Una relación diferente, pero también cargada de sugerencias, se encuentra en el ensayo de Rubén Ríos, “La nación más transparente: René Marqués y la Dama de Occidente”. “A diferencia de Albizu, –nos dice Ríos– quien organiza una acción política para la toma del poder, el nacionalismo de René Marqués se nutre en gran medida de su impotencia, deriva una buena parte de su fuerza de la neurosis de la represión”. (300) Ríos, a su vez, centra su análisis en la única pieza de Marqués para el movimiento y el gesto que nunca se representó: Juan Bobo y la Dama de Occidente, publicada en 1956, como una crítica al concepto de universidad como casa de estudio, del entonces rector Jaime Benítez. Apoyado en conceptos del sicoanálisis, como el semblante, Ríos critica el gesto moderno erróneo del desenmascaramiento cuando considera que hay un rostro desnudo, sin máscara que queda al descubierto. La fobia a la opacidad de lo literario en Marqués o la posibilidad de la visibilidad absoluta queda desmentida por ese exceso que el sicoanálisis denomina semblante que desmiente la transparencia.
En “Testimonio e imaginación. Las crónicas de los ochenta de Edgardo Rodríguez Juliá”, de Gabriela Tineo, el lector recorre las transformaciones de la novelística de Rodríguez Juliá hasta llegar a los designios del cronista.
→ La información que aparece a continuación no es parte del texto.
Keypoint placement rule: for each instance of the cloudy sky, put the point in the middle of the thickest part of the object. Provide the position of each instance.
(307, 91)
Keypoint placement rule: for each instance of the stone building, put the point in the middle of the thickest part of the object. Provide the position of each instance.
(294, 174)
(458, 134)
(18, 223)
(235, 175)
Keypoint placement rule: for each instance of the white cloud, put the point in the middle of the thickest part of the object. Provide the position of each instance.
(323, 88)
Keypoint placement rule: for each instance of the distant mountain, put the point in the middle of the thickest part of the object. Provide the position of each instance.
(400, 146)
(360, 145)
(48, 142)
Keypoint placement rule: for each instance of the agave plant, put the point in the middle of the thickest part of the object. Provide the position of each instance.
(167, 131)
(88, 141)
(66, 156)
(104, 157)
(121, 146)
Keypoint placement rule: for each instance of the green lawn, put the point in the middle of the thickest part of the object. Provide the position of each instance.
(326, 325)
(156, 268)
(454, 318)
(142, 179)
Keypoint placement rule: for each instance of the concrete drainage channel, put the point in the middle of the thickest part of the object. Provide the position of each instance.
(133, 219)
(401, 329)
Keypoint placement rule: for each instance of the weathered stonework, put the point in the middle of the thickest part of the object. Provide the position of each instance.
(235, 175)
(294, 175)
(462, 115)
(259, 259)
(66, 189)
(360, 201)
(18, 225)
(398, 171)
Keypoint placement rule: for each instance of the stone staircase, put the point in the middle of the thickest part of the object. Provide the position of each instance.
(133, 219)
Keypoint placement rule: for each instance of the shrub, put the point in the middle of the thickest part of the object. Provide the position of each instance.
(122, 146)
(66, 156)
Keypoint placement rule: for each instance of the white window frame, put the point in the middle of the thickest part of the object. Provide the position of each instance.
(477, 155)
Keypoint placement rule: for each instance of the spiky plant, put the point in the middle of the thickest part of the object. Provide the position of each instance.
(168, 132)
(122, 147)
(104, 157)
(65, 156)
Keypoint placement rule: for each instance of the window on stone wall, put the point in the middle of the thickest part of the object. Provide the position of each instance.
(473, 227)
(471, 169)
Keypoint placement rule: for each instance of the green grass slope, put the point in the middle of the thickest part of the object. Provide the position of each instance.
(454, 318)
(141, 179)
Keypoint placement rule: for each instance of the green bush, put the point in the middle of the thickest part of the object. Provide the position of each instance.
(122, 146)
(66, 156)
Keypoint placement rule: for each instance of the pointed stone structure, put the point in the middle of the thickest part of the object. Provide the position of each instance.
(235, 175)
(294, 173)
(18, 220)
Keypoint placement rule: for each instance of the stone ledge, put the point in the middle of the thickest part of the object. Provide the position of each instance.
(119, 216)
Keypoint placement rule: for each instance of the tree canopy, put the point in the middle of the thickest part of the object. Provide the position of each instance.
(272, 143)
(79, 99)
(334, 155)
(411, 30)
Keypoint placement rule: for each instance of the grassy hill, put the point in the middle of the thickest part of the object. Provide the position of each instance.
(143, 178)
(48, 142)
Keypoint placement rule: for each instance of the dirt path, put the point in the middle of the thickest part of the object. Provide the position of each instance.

Autobiografía y biografía nacional se ajustan y Tineo observa que el sujeto magisterial, que afirma no poder desaparecer de la crónica porque él es la crónica, “aligera el peso de la autorrepresentación en beneficio del robustecimiento de la valoración del pasado y el presente individual y familiar a la luz de las coordenadas del pasado y el presente compartidos”. (336)
Por último, en el ensayo “La deriva del quedado: escritura y escombros en la obra de Eduardo Lalo”, Francisco Javier Avilés relaciona los textos de Lalo con el paradigma cínico, con el flaneur baudelairiano estudiado por Walter Benjamin. El discurso menor de este autor, nos dice, asiste a su despoblamiento y a la singularidad de un enunciante que toca su interioridad al vaciarse. Se trata de una obra que postula la práctica cínica clásica de la filosofía como experiencia que fluye en la intemperie. En tiempos de la globalización en que las ciudades quedan vaciadas de su singularidad, “la ceguera es la nueva hegemonía”.
Cierro así los primeros dos ciclos de Escrituras en contrapunto con la reiteración del reconocimiento a los editores por la delicada y exitosa tarea de colocar estos textos críticos en un orden que ilumina el diálogo y empuja la conexión de los textos, con acentuadas divergencias y encuentros fértiles hacia la visibilidad de un corpus de notable riqueza realmente esperanzador.